Good grief, you spend what feels like two minutes off the radar because you are ill, and next thing you know it is the end of the week, and you haven't done half of what you wanted to do at the beginning, and there are another three loads to put in, and the other two still to iron and, suddenly, it is autumn.
When I went out on Monday, I didn't see half as many dead leaves as I did today, neither were most of the trees sprayed with tentative muted hues of reds, coppers and bronzes. Today it was everywhere and it stirred inexplicable feelings deep inside. One second I was feeling like fist-pumping the air, yes, autumn is here, how grand, how fab, and the next the weightlessness of sadness crept upon me like November fog on a lake. I do not even know what I am sad about. Maybe that's because I am not sad at all, just anxious about many things. I must admit that walking, or trying to walk, as if a lump of lead was strapped at the base of my spine did not help proceedings. As time went by the strain took over, in that familiar pain-becomes-anxiety-becomes-more-pain way that eventually landed me on my doorstep with a clammy veil of cold sweat upon my face, as if wet chiffon had been stretched over it.

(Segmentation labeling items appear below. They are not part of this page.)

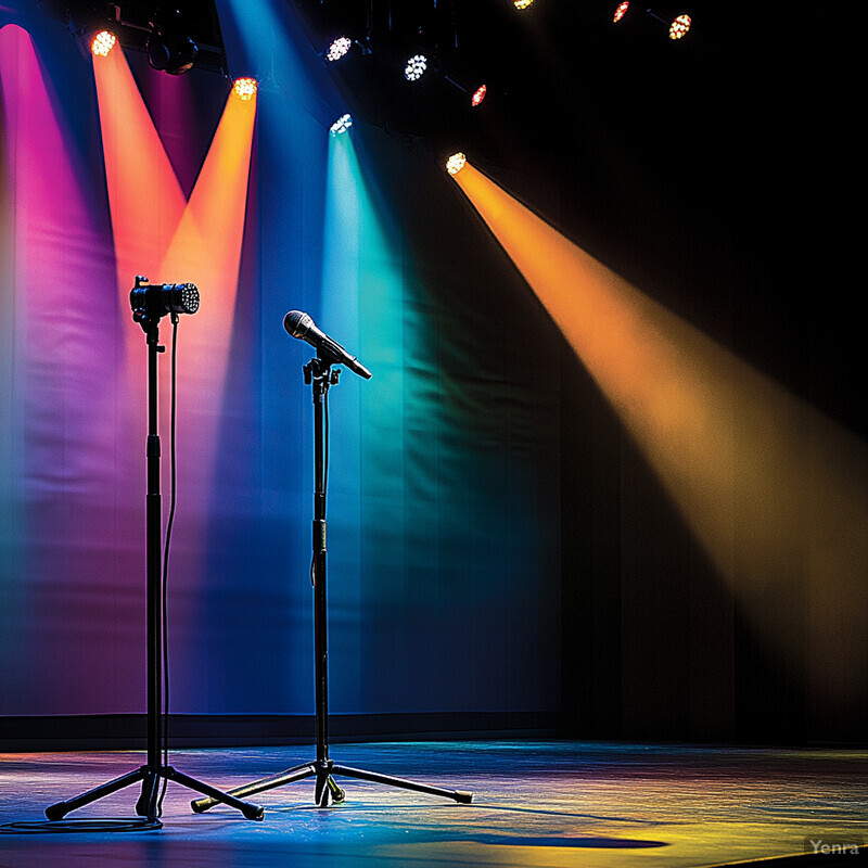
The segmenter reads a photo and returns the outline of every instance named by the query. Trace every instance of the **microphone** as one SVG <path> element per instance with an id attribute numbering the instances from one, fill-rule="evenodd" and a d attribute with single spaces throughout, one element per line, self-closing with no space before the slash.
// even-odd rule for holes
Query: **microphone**
<path id="1" fill-rule="evenodd" d="M 346 365 L 350 371 L 363 376 L 366 380 L 371 379 L 371 372 L 359 361 L 355 356 L 344 349 L 336 341 L 332 341 L 326 332 L 320 331 L 314 320 L 301 310 L 290 310 L 283 317 L 283 328 L 293 336 L 298 337 L 301 341 L 306 341 L 310 346 L 324 353 L 335 365 Z"/>

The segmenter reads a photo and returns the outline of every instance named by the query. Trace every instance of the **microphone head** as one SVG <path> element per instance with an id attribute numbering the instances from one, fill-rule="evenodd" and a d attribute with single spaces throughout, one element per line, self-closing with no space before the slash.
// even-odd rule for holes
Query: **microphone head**
<path id="1" fill-rule="evenodd" d="M 290 312 L 283 317 L 283 328 L 293 337 L 303 339 L 308 331 L 310 331 L 312 324 L 314 320 L 302 310 L 290 310 Z"/>

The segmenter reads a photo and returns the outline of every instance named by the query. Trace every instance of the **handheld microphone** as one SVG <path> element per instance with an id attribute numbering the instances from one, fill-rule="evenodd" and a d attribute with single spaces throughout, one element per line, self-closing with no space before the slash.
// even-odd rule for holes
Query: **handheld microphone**
<path id="1" fill-rule="evenodd" d="M 290 310 L 283 317 L 283 328 L 293 337 L 306 341 L 310 346 L 327 355 L 335 365 L 346 365 L 359 376 L 363 376 L 366 380 L 371 379 L 371 372 L 355 356 L 350 356 L 341 344 L 329 337 L 326 332 L 320 331 L 307 314 L 301 310 Z"/>

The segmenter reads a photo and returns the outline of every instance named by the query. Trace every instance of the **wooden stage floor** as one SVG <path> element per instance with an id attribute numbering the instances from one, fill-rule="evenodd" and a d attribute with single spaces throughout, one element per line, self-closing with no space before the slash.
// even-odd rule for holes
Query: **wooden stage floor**
<path id="1" fill-rule="evenodd" d="M 43 809 L 143 762 L 133 752 L 0 755 L 1 868 L 700 868 L 864 863 L 868 752 L 560 741 L 332 745 L 344 765 L 472 790 L 473 803 L 340 779 L 314 805 L 311 779 L 260 793 L 261 821 L 169 783 L 163 828 L 50 833 Z M 314 758 L 312 748 L 179 750 L 170 764 L 229 789 Z M 131 817 L 139 786 L 69 815 Z M 818 844 L 838 844 L 839 855 Z M 806 846 L 808 853 L 806 854 Z M 769 860 L 769 861 L 765 861 Z"/>

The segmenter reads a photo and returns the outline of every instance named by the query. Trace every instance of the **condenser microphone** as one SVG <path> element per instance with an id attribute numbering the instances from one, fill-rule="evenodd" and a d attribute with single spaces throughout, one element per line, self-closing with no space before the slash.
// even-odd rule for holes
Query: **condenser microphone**
<path id="1" fill-rule="evenodd" d="M 346 365 L 350 371 L 371 379 L 371 372 L 359 362 L 355 356 L 344 349 L 336 341 L 332 341 L 326 332 L 316 327 L 314 320 L 301 310 L 290 310 L 283 317 L 283 328 L 293 336 L 301 341 L 306 341 L 310 346 L 324 353 L 335 365 Z"/>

I wish I too could shed the old leaves, could peel off all of the crinckling layers like an onion. A year ago I thought that crossing the finishing line of my PhD would have been the best day in my life and now I cannot even tell you when that day was. When you can fly in each and every direction, you may well end up flapping your wings on the spot like a hummingbird forever poised by the same flower. Not that a big girl like me could successfully compare herself to a dainty, insect-like bird but if you allow me this artistic licence, then I am sure you understand what I mean.